The glmnet package which implements elastic net regression by Hasti and Tibshirani is one of the workhorses of data science, at least when used with R. The package has some built-in possibilities for visualization. In particular, regularization paths can be displayed graphically. This visualization has its pitfalls, however. If the model contains many variables, the result looks like a garish tangle of spaghetti. It doesn't really help further in understanding the model's behavior. Unfortunately, use of Elasticnet is particularly popular in the case of many or frightfully many variables.

A better visualization is therefore needed. Large numbers of variables impose natural limits on a simultaneous representation of all information, as in a static plot. At some point, the display area simply fills up. One solution is visualization with HTML and JavaScript. It enables mouse input to highlight individual regularization paths in order to reveal their course in the spaghetti tangle. At the same time, it is possible to provide additional information such as the variable name in our case. In this way, the spaghetti tangle becomes decipherable.

Generation of HTML widgets with familiar syntax

One of the drawbacks of R is that, despite an existence of packages for everything, most packages have their own very special command variants. The syntax is far removed from the standardization found in the case of Python (despite package diversity). Any tentative approaches to standardization are therefore welcome. This is the case with visualization in the universe of ggplot2, which is known to almost everyone who works with R. It is the most common R package for data visualization (in addition to the built-in graphics capabilities of R). The spontaneous reference here to a "universe" is perhaps still not clear to everyone. For some time now, ggplot2 has offered an interface which makes it possible to expand the package with additional functionality.
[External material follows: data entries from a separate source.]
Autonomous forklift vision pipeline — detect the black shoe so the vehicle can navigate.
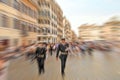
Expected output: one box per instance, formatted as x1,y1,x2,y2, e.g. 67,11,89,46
62,72,65,76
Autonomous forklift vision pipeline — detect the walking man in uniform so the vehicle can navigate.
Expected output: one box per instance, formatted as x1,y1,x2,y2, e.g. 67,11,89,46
56,38,69,75
36,43,46,74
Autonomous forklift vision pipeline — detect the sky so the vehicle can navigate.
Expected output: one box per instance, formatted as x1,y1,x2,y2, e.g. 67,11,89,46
56,0,120,35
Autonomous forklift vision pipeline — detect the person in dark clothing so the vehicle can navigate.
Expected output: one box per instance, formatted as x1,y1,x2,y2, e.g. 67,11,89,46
36,44,46,74
56,38,69,75
50,44,53,56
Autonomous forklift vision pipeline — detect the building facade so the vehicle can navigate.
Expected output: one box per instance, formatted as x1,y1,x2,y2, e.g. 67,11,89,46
37,0,63,43
101,21,120,41
0,0,39,45
78,24,101,41
63,17,72,42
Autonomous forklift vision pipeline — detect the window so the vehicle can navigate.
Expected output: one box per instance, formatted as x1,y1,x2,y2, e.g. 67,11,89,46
1,14,9,27
13,19,20,29
13,0,20,10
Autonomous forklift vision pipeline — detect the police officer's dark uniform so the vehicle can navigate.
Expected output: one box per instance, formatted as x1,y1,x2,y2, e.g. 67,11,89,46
36,43,46,74
56,38,69,75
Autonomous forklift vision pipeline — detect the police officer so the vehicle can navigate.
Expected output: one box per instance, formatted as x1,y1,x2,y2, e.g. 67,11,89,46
36,43,46,74
56,38,69,75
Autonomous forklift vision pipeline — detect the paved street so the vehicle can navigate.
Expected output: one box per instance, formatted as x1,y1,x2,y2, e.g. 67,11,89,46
8,51,120,80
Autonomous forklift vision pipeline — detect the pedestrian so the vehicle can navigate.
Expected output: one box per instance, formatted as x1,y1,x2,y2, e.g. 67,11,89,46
36,43,46,74
50,44,54,56
56,38,69,75
80,42,87,54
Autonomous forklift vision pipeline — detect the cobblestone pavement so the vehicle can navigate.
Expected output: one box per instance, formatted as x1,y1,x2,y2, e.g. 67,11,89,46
8,51,120,80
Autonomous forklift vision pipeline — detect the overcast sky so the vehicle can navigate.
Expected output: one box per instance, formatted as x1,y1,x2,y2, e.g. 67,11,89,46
56,0,120,33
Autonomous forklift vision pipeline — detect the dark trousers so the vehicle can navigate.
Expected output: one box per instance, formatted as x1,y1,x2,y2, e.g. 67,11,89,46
60,54,68,74
37,58,45,74
50,49,53,56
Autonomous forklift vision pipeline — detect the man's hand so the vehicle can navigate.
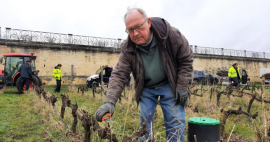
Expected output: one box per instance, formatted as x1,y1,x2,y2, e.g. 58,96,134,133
175,88,188,105
96,102,114,122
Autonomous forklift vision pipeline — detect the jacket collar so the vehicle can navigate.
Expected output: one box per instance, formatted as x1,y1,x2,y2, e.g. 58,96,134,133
126,17,170,52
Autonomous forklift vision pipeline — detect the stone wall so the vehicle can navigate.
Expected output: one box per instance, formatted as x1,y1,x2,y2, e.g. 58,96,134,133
0,40,270,85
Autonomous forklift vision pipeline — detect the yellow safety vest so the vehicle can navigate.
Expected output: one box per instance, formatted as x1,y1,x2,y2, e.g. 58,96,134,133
52,69,62,80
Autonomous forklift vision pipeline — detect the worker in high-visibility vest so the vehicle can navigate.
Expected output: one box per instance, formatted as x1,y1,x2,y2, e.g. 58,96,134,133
52,64,62,93
228,63,241,86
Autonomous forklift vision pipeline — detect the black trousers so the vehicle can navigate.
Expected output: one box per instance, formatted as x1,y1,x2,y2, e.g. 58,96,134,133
231,77,239,86
21,78,30,91
55,80,61,92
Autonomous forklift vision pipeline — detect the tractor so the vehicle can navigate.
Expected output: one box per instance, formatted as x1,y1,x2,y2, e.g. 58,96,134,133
0,52,42,91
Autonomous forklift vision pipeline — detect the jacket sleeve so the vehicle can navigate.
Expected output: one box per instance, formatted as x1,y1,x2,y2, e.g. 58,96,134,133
106,45,131,104
176,30,193,89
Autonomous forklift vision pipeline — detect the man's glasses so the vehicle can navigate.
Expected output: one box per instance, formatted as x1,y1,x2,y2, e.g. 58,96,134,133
126,19,147,34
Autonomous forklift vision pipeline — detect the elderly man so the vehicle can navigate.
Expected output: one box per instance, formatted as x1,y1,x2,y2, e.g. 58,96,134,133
52,64,62,93
96,8,193,142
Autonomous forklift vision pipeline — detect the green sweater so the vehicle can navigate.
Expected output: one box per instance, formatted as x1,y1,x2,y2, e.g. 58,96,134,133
136,35,168,88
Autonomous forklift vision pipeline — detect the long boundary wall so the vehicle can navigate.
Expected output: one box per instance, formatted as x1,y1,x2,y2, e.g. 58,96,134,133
0,39,270,85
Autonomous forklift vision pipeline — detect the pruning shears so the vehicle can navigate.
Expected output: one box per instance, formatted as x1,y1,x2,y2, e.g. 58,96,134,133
101,113,111,123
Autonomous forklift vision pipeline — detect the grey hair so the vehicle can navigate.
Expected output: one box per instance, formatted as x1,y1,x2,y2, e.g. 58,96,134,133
124,7,148,22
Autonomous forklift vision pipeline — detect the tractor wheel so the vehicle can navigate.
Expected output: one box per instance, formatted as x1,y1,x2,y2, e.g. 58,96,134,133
29,75,41,88
32,75,42,87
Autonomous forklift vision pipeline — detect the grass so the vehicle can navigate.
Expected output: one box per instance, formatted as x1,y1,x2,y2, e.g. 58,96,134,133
0,86,270,142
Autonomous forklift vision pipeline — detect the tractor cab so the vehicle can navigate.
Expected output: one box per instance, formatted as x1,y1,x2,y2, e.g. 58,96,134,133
1,52,41,91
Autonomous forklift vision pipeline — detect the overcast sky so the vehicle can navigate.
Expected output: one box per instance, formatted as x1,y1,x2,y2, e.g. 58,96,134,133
0,0,270,53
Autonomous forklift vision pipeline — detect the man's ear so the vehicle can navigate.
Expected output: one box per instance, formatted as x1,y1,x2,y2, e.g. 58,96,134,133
147,18,152,29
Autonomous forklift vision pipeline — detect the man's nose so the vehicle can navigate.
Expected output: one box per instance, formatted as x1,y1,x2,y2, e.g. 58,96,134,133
133,29,139,36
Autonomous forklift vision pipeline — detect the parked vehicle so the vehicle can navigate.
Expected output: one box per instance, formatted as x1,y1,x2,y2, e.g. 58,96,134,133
189,70,218,85
0,52,42,91
217,69,250,85
260,68,270,84
86,66,113,88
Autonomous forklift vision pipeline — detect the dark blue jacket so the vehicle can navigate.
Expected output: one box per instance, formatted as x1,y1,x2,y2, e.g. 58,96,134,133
19,63,32,78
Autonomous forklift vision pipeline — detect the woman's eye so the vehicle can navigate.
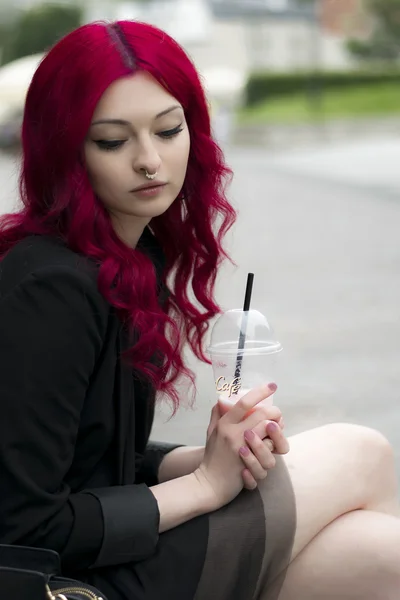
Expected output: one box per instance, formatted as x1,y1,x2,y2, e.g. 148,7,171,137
95,140,125,150
157,125,183,139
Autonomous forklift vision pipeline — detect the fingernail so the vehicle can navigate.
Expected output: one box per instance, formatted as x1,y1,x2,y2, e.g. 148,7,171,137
244,429,255,442
267,421,279,433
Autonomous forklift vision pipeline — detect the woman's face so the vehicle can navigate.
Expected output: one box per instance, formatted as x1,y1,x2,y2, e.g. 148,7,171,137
84,72,190,239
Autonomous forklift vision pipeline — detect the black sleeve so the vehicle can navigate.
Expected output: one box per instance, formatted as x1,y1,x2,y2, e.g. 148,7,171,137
136,441,184,486
0,267,159,570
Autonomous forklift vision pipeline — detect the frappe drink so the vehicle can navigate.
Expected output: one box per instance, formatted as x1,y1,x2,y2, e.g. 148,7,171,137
208,309,282,412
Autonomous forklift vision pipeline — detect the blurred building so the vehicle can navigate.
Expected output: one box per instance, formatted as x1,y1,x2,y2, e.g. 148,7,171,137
0,0,365,72
320,0,371,37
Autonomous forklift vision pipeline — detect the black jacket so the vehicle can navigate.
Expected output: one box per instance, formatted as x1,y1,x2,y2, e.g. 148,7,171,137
0,231,180,571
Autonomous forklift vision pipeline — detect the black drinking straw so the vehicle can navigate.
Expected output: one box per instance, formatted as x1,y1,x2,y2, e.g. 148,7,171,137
235,273,254,378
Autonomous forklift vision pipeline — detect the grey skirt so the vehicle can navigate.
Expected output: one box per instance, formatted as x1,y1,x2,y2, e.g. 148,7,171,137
85,456,296,600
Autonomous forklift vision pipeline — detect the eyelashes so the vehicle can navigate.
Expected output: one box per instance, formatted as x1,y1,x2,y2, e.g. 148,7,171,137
95,125,183,152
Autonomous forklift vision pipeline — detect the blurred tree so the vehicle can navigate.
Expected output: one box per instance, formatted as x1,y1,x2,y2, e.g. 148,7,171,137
347,0,400,62
1,4,82,64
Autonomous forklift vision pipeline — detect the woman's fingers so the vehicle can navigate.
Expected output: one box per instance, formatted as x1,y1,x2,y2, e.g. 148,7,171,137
266,421,290,454
263,438,275,452
249,406,282,440
223,383,277,424
242,469,257,490
239,429,275,480
207,404,221,439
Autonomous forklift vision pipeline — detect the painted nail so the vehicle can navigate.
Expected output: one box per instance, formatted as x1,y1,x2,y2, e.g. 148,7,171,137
267,421,279,433
244,429,255,442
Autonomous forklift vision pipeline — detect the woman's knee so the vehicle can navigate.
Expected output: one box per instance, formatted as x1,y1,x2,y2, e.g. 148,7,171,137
321,423,397,508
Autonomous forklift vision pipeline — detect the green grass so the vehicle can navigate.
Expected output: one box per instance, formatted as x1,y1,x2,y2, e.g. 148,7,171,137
238,83,400,124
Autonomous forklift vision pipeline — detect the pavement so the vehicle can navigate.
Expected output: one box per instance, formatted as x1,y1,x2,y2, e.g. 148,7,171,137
0,136,400,474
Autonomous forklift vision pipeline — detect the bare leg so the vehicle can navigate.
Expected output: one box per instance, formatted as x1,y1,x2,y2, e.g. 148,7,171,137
279,510,400,600
257,424,400,600
285,424,400,560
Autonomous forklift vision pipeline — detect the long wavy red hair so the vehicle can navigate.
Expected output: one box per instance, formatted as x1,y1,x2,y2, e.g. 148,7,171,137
0,21,236,409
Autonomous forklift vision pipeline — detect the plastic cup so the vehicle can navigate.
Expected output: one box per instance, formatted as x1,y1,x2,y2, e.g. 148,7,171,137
208,309,282,412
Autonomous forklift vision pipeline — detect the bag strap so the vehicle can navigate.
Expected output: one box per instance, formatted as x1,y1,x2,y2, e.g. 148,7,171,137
0,567,49,600
0,544,61,575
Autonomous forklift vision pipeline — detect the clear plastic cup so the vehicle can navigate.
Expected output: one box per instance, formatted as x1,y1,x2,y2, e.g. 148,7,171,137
208,309,282,412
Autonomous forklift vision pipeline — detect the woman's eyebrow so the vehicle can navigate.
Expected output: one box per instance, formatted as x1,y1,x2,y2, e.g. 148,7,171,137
92,104,183,126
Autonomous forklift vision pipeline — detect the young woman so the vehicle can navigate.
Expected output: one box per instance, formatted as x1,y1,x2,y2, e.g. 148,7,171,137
0,22,400,600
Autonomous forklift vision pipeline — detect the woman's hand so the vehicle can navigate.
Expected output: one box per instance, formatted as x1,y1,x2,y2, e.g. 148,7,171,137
195,386,280,508
207,394,288,490
240,421,289,490
207,392,289,490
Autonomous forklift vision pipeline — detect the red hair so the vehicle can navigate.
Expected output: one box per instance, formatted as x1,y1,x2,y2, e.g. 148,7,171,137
0,21,236,409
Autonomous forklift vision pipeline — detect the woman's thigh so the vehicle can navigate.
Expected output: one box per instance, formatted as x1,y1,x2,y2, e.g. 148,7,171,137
284,424,398,560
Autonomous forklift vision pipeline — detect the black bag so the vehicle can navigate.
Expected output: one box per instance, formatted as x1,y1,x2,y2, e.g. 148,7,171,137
0,544,107,600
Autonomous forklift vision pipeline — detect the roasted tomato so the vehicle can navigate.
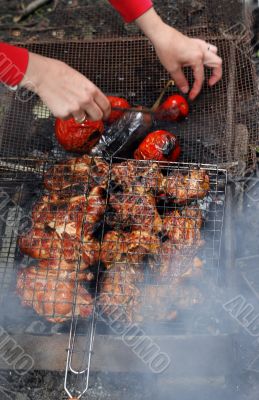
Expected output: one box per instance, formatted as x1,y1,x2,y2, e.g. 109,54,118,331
55,118,104,153
106,96,130,124
134,130,181,161
156,94,189,121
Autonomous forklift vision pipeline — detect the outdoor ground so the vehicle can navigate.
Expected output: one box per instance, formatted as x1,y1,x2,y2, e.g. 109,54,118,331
0,0,259,400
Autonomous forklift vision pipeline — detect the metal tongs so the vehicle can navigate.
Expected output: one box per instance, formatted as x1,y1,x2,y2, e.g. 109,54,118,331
112,79,174,114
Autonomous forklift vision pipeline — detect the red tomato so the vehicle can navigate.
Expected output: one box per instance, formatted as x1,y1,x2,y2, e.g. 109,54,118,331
106,96,130,124
55,118,104,153
156,94,189,121
134,130,181,161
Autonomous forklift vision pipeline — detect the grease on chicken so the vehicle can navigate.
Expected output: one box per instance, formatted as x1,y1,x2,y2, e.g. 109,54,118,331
16,267,93,323
164,169,210,204
44,155,109,191
111,161,163,193
99,263,141,323
107,188,162,233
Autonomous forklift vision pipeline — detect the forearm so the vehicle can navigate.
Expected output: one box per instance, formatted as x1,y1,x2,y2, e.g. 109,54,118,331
0,42,29,86
109,0,153,22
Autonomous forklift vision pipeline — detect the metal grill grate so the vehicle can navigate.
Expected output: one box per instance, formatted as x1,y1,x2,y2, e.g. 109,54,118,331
0,157,226,394
4,0,252,43
0,37,258,173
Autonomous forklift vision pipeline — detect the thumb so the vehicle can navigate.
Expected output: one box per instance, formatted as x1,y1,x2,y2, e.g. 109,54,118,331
171,68,189,93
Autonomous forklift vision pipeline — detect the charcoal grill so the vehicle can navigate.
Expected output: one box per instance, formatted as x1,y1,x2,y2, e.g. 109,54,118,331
0,0,258,395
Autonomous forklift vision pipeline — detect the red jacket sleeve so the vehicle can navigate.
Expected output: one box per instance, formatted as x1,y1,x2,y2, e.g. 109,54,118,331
109,0,153,22
0,42,29,86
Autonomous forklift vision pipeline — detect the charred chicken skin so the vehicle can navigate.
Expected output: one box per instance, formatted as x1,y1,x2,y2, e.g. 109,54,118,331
17,155,209,323
163,207,203,248
19,229,100,269
36,260,94,282
19,228,80,262
99,263,141,323
108,188,162,233
17,267,93,323
164,169,210,204
32,186,106,239
111,161,163,193
44,155,109,191
100,231,160,279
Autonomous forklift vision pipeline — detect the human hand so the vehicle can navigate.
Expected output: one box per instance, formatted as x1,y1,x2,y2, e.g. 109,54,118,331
136,8,222,100
20,53,111,121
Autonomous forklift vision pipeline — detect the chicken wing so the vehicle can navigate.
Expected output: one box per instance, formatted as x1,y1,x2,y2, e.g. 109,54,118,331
162,169,210,204
107,188,162,233
18,227,80,262
98,263,141,323
16,267,93,323
111,161,163,193
44,154,109,191
36,260,94,282
32,186,106,239
163,207,203,248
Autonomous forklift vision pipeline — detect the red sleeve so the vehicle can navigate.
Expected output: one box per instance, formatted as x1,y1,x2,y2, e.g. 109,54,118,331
0,42,29,86
109,0,153,22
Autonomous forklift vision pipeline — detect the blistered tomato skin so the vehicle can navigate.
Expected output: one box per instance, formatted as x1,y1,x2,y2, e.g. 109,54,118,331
106,96,130,125
55,118,104,153
156,94,189,122
134,130,181,161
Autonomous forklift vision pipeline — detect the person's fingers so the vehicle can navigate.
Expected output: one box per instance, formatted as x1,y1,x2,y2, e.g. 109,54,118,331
206,43,218,54
204,54,222,86
209,65,222,86
171,68,189,93
82,101,103,121
95,91,111,119
72,111,87,124
189,63,204,100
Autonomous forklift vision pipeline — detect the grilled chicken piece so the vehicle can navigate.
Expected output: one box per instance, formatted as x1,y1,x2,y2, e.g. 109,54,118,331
19,229,100,270
36,260,94,282
163,207,203,248
18,227,80,262
100,231,127,269
162,169,210,204
82,235,100,266
101,231,160,270
32,194,87,238
84,186,106,240
111,161,163,193
32,186,106,239
125,230,161,264
16,267,93,323
107,188,162,233
44,154,109,191
99,263,141,323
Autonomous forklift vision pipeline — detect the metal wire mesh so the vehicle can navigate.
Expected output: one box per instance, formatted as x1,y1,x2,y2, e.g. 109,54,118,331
0,35,258,173
6,0,252,42
0,157,226,394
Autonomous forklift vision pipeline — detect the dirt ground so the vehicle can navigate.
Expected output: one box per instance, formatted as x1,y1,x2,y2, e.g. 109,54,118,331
0,0,258,400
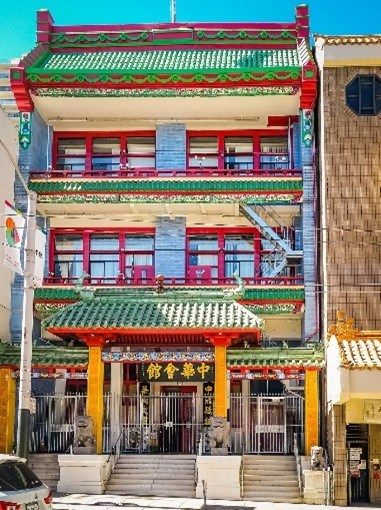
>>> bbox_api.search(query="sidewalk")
[53,494,377,510]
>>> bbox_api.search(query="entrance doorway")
[347,424,369,504]
[159,386,197,453]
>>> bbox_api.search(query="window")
[124,234,155,284]
[57,138,86,171]
[225,235,254,278]
[91,138,120,175]
[345,74,381,115]
[0,461,42,492]
[89,234,119,283]
[188,235,218,283]
[224,136,254,170]
[259,136,290,170]
[54,235,83,283]
[126,136,155,168]
[54,132,156,173]
[188,136,218,168]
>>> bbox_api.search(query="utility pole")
[171,0,176,23]
[16,190,37,459]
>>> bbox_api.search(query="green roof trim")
[26,48,302,85]
[0,344,88,367]
[30,177,303,195]
[44,296,262,332]
[31,48,301,75]
[227,344,324,369]
[34,285,304,304]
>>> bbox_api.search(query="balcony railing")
[44,275,304,287]
[30,168,302,179]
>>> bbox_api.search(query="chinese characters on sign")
[140,362,214,382]
[364,400,381,423]
[202,383,214,425]
[139,382,150,425]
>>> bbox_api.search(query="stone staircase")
[28,453,60,492]
[243,455,302,503]
[106,455,196,498]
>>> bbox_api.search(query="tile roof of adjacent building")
[339,338,381,369]
[44,296,262,332]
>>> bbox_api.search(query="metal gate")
[29,394,86,453]
[230,395,304,454]
[103,392,209,454]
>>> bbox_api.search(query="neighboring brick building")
[316,36,381,506]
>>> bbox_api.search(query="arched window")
[345,74,381,115]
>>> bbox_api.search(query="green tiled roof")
[27,48,301,74]
[44,296,262,332]
[30,177,303,194]
[227,345,324,368]
[0,344,88,367]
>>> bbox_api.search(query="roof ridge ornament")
[327,310,359,342]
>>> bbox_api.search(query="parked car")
[0,455,52,510]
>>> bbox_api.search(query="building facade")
[4,6,322,482]
[316,36,381,506]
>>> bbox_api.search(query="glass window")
[54,235,83,281]
[0,461,42,491]
[225,136,253,170]
[225,235,254,278]
[124,235,155,283]
[90,235,119,283]
[188,136,218,168]
[188,235,218,279]
[91,138,120,173]
[126,136,155,168]
[57,138,86,171]
[260,136,290,170]
[345,74,381,115]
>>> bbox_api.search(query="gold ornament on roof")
[327,310,359,341]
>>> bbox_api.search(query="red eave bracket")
[10,66,34,112]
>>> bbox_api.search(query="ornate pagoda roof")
[11,6,317,111]
[44,295,262,335]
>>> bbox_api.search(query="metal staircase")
[239,204,303,277]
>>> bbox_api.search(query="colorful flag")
[34,227,46,287]
[4,201,25,274]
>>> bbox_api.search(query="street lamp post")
[16,191,37,459]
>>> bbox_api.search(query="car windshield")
[0,461,42,491]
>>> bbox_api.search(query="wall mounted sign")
[228,372,301,381]
[202,382,214,425]
[12,370,87,379]
[364,400,381,423]
[102,350,214,363]
[138,362,214,382]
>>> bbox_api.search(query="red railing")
[44,276,304,287]
[30,168,302,179]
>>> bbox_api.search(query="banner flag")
[4,201,25,275]
[33,227,46,287]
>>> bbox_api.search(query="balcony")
[44,275,304,288]
[30,167,302,180]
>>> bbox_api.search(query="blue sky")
[0,0,381,60]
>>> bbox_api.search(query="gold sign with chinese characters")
[364,400,381,423]
[139,362,214,382]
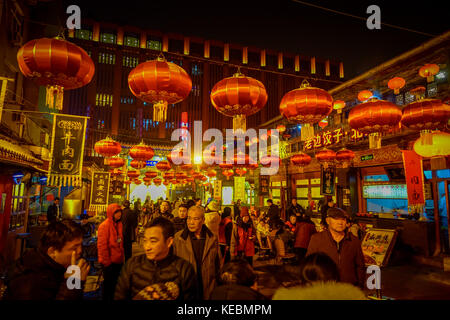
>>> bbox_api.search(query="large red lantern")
[17,37,95,110]
[130,142,155,161]
[280,80,333,141]
[130,160,146,169]
[94,137,122,157]
[316,148,336,168]
[128,55,192,122]
[333,100,345,113]
[105,157,125,168]
[336,148,355,168]
[358,90,373,102]
[388,77,406,94]
[419,63,439,82]
[211,70,267,131]
[127,170,141,179]
[156,161,171,171]
[348,99,402,149]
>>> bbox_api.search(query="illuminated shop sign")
[305,128,368,150]
[363,184,408,199]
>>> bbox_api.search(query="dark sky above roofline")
[40,0,450,79]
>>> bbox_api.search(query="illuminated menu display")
[363,184,408,199]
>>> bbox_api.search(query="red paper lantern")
[388,77,406,94]
[128,56,192,122]
[358,90,373,102]
[156,161,171,171]
[235,168,247,177]
[105,157,125,168]
[130,160,146,169]
[17,37,95,110]
[127,170,141,179]
[130,142,155,161]
[401,99,450,130]
[336,148,355,168]
[291,152,312,167]
[419,63,439,82]
[211,70,267,132]
[280,80,333,140]
[260,156,281,168]
[94,137,122,157]
[333,100,345,113]
[222,169,234,180]
[348,99,402,149]
[145,171,158,179]
[206,170,217,178]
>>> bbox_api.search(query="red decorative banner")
[402,150,425,206]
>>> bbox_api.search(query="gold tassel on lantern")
[301,123,314,141]
[153,101,167,122]
[233,114,247,132]
[369,132,381,149]
[45,85,64,110]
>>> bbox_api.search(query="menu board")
[363,184,408,199]
[361,229,397,267]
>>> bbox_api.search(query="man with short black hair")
[174,206,220,300]
[114,217,197,300]
[5,220,90,300]
[306,207,365,287]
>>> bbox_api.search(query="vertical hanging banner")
[91,171,110,211]
[402,150,425,206]
[213,180,222,201]
[47,114,87,187]
[234,177,245,202]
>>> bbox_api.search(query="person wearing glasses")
[173,206,220,300]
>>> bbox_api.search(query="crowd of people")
[5,198,365,300]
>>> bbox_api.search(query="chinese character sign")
[91,171,110,210]
[47,114,87,186]
[402,150,425,206]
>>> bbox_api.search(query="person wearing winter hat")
[230,207,256,266]
[205,200,221,238]
[97,203,125,300]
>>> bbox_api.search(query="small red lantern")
[145,171,158,179]
[316,148,336,168]
[130,160,146,169]
[105,157,125,168]
[222,169,234,180]
[336,148,355,168]
[333,100,345,113]
[130,142,155,161]
[206,169,217,178]
[388,77,406,94]
[156,161,171,171]
[419,63,439,82]
[236,168,247,177]
[94,137,122,157]
[127,170,141,179]
[291,152,312,167]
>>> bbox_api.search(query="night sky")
[52,0,450,79]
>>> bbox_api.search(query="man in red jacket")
[306,207,365,288]
[97,203,124,300]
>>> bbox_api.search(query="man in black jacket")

Available at www.ggplot2-exts.org is an overview of the already quite extensive collection.

One of the extensions is called "ggiraph" and offers HTML/JavaScript variants of known standard plots. Compared to other extensions which also allow similar realizations, ggiraph has the advantage that a completely new syntax need not be learned, and existing code for ggplot2 plots must be adapted only slightly in order to produce HTML widgets. For me, that's a decisive argument in favor of ggiraph. However, I must admit not having tried alternatives like metricsgraphics, plotly, highcharter or rbokeh. I'm curious to hear of any experiences made here.

Replacement of glmnet visualization with HTML widgets

To solve our specific visualization problem, we must build an alternative to the function in the elasticnet package in order to generate an HTML widget instead of a standard plot. To obtain a final result comparable to the original, it makes sense to adhere to the corresponding plot routine of the elasticnet package and to translate it into the syntax of ggiraph. Unfortunately, elasticnet uses the basic graphics of R instead of ggplot2 for visualization, otherwise this task would be somewhat easier. However, it can also be easily accomplished as such, and leaves time to integrate a few small additional features which further facilitate the overview. Firstly, we have included a possibility of restricting the displayed range of values on the y axis with the help of a parameter named ylimits. Secondly, another parameter named max_abs_coeff_range makes it possible to restrict the variables to be displayed. Recorded are only variables for which the maximum amount of the coefficient lies between max_abs_coeff_range [1] and max_abs_coeff_range [2]. This can be used to break down excessively intricate plots into multiple parts: One for variables which exhibit high coefficients along their regularization path, and one for those which have smaller coefficients. This prevents the regularization paths of the latter variables in the visualization from nestling so close to the X-axis so as to become indistinguishable. We have furthermore integrated parameters named title and ylab which make it possible to set the titles of the graph and Y-axis.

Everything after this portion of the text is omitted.